The Gap on GAP: Tackling the Problem of Differing Data Distributions in
Bias-Measuring Datasets
- URL: http://arxiv.org/abs/2011.01837v3
- Date: Tue, 15 Dec 2020 16:36:39 GMT
- Title: The Gap on GAP: Tackling the Problem of Differing Data Distributions in
Bias-Measuring Datasets
- Authors: Vid Kocijan, Oana-Maria Camburu, Thomas Lukasiewicz
- Abstract summary: Diagnostic datasets that can detect biased models are an important prerequisite for bias reduction within natural language processing.
undesired patterns in the collected data can make such tests incorrect.
We introduce a theoretically grounded method for weighting test samples to cope with such patterns in the test data.
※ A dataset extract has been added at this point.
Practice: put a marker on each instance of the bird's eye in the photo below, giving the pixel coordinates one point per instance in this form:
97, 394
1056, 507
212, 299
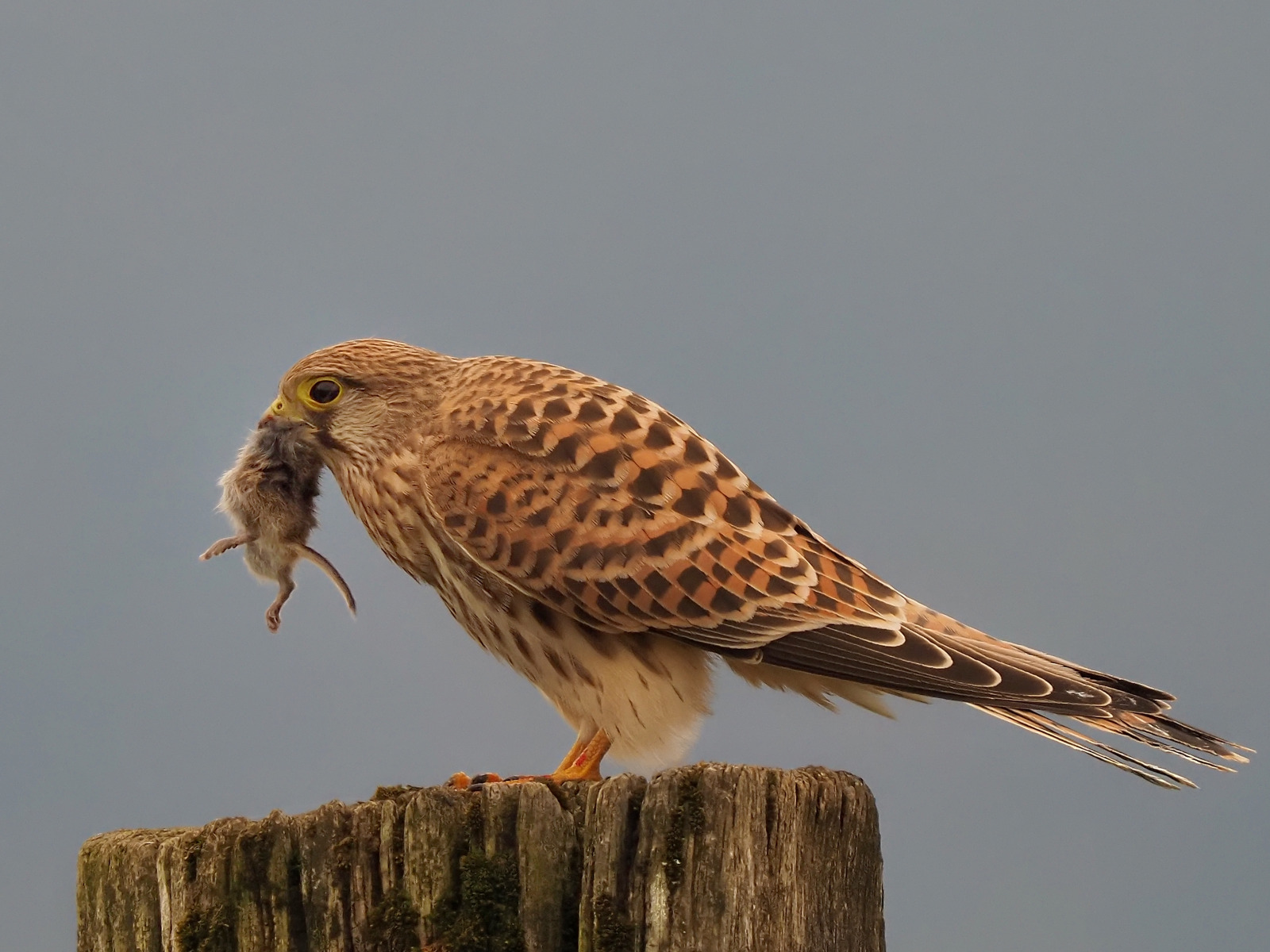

- Score: 58.53269361115974
- License: http://arxiv.org/licenses/nonexclusive-distrib/1.0/
- Abstract: Diagnostic datasets that can detect biased models are an important
prerequisite for bias reduction within natural language processing. However,
undesired patterns in the collected data can make such tests incorrect. For
example, if the feminine subset of a gender-bias-measuring coreference
resolution dataset contains sentences with a longer average distance between
the pronoun and the correct candidate, an RNN-based model may perform worse on
this subset due to long-term dependencies. In this work, we introduce a
theoretically grounded method for weighting test samples to cope with such
patterns in the test data. We demonstrate the method on the GAP dataset for
coreference resolution. We annotate GAP with spans of all personal names and
show that examples in the female subset contain more personal names and a
longer distance between pronouns and their referents, potentially affecting the
bias score in an undesired way. Using our weighting method, we find the set of
weights on the test instances that should be used for coping with these
correlations, and we re-evaluate 16 recently released coreference models.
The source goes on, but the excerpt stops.